Re: [HACKERS] [BUGS] Bug in Physical Replication Slots (at least 9.5)?

Kyotaro HORIGUCHI Mon, 28 Aug 2017 04:04:52 -0700

Hello,

This problem still occurs on the master.
I rebased this to the current master.


At Mon, 3 Apr 2017 08:38:47 +0900, Michael Paquier <michael.paqu...@gmail.com> 
wrote in <cab7npqt8dqk_ce29yq0ckaq7htldyuhndfv6dele4pkyr3s...@mail.gmail.com>
> On Mon, Apr 3, 2017 at 7:19 AM, Venkata B Nagothi <nag1...@gmail.com> wrote:
> > As we are already past the commitfest, I am not sure, what should i change
> > the patch status to ?
> 
> The commit fest finishes on the 7th of April. Even with the deadline
> passed, there is nothing preventing to work on bug fixes. So this item
> ought to be moved to the next CF with the same category.
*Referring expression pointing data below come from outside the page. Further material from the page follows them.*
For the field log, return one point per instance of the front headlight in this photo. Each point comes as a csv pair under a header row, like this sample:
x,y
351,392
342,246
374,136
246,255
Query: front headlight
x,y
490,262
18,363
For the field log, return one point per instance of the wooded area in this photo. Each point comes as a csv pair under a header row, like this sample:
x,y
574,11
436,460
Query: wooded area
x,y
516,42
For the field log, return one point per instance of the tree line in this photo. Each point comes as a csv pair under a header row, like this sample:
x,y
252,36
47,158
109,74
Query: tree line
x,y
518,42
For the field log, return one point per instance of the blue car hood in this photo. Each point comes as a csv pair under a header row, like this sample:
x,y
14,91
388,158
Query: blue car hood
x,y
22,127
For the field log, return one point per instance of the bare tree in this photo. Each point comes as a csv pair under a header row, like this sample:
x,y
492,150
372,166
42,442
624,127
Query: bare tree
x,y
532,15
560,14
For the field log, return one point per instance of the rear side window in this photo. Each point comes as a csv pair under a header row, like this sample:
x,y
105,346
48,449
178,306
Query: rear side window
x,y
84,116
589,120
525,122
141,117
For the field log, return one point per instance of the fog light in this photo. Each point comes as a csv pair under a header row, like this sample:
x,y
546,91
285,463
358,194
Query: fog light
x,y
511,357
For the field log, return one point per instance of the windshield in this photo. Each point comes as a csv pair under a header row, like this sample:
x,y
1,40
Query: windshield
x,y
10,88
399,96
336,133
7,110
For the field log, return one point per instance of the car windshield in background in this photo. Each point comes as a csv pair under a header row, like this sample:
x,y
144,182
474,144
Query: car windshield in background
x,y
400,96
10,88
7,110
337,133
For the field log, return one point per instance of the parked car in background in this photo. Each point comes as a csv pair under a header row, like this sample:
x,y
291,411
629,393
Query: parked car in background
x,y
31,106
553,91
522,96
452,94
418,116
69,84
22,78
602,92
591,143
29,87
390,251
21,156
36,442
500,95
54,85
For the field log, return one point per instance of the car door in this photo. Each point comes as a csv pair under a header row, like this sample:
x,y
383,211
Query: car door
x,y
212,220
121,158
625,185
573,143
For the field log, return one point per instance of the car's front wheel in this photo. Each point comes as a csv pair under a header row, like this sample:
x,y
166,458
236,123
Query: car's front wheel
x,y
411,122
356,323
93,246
The steps to reproduce the problem follows.

- Apply the second patch (0002-) attached and recompile. It
  effectively reproduces the problematic state of database.

- M(aster): initdb the master with wal_keep_segments = 0
            (default), log_min_messages = debug2
- M: Create a physical repslot.
- S(tandby): Setup a standby database.
- S: Edit recovery.conf to use the replication slot above then
     start it.
- S: touch /tmp/hoge
- M: Run pgbench ...
- S: After a while, the standby stops.
  > LOG:  #################### STOP THE SERVER

- M: Stop pgbench.
- M: Do 'checkpoint;' twice.
- S: rm /tmp/hoge
- S: Fails to catch up with the following error.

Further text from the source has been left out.